Carolina murmuró una disculpa y lo siguió al ascensor.

—Señora, primero subiremos al tercer piso para cambiar al elevador exclusivo del jefe. El señor Loza sigue en reunión, puede descansar en su oficina un rato —le indicó el asistente con amabilidad.

Carolina asintió con calma y, sin protestar, se sentó a esperar en la oficina de Mauro.

Mauro, como su propia oficina, era alguien de contrastes marcados, todo en blanco y negro.

Llevaba la disciplina a un extremo casi inhumano.

Quizás lo único fuera de lo común que había hecho en su vida era casarse con ella, la que antes fue la prometida de su propio sobrino.

Carolina tomó al azar una revista del estante.

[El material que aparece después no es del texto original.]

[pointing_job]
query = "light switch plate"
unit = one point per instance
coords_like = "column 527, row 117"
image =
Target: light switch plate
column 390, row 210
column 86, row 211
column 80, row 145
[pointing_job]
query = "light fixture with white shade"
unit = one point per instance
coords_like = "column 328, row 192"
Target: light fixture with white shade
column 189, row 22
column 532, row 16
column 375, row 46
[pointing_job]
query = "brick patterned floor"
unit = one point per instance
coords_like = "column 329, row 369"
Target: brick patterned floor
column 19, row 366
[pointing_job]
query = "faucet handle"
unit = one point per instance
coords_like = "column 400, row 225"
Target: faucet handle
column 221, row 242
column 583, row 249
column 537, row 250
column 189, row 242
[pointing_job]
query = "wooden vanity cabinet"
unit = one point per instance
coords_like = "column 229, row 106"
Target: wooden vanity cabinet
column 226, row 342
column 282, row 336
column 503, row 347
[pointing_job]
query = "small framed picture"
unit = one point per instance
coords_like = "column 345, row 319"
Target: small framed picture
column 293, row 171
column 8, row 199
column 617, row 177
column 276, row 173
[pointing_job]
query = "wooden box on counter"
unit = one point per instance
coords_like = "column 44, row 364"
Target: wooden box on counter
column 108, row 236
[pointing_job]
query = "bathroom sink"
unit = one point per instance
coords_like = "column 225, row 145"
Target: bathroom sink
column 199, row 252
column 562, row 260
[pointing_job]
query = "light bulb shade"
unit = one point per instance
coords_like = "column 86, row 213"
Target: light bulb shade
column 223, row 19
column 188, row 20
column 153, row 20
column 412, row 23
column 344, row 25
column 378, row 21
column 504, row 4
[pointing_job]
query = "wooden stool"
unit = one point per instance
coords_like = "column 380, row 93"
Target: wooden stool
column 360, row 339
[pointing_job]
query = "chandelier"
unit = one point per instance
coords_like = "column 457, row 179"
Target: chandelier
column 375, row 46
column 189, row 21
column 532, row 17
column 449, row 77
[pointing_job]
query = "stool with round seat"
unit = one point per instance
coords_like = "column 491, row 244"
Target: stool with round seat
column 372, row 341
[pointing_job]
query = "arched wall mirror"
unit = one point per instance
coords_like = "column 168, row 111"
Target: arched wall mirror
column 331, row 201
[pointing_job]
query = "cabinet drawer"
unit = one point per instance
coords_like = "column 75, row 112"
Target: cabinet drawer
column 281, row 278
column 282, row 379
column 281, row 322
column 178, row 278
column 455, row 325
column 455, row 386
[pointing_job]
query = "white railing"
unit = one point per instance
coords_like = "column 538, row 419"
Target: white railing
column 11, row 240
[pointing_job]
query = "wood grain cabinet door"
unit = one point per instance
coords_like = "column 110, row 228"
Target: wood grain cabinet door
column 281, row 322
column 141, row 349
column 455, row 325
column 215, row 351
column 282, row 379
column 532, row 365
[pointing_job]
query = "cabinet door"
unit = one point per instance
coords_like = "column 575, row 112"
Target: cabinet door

En la portada aparecía un hombre maduro, de semblante sereno y una rectitud imposible de ignorar.

Solo ella sabía que, por las noches, él ardía como una casa vieja envuelta en llamas, y que entre más caía la noche, más intenso se volvía.

...

Mauro miró al otro lado de la mesa a Sergio, quien le llevaba más de una década de edad, y alzó una ceja.

—Señor Sergio, ¿no cree que esto no es lo adecuado? —preguntó, dejando claro su escepticismo.

Sergio, con ese temperamento explosivo, no tardó en responder:

—¿Por qué no habría de serlo? Estoy dispuesto a invertir cincuenta mil millones en su proyecto. Pásame la cuenta y ahorita mismo te transfiero el dinero.

Mauro jamás había visto a alguien tan directo y tosco para hacer negocios. Solo soltó un resoplido.

—Creo que mejor no.

—Justo esta mañana descargué una aplicación para evitar fraudes, y ahí dice que cuando algo suena demasiado bueno como para ser verdad, seguro es un engaño.

Sergio se quedó callado un momento, atónito.

—No puede ser, Mauro, ¿por qué eres tan lento para decidir?

—¿Vas a pasarme los datos o no?

Mauro negó con la cabeza.

—No pienso hacerlo.

Invertir no era un juego de niños. Aunque la familia Ávila era bien conocida en Europa como la familia latinoamericana más poderosa, Mauro tampoco tenía trato cercano con ellos.

De hecho, los Ávila llevaban años sin dejarse ver en el país; poca gente los conocía.

—¡Cien mil millones! ¿Con eso sí basta? —exclamó Sergio, perdiendo la paciencia.

A Mauro se le marcó la vena de la sien y, por dentro, deseaba aventar a Sergio por la ventana.

—Señor Sergio, si insiste, voy a llamar a la policía.

—Si aceptamos dinero sucio, luego los problemas nos van a llover —espetó Mauro, tajante.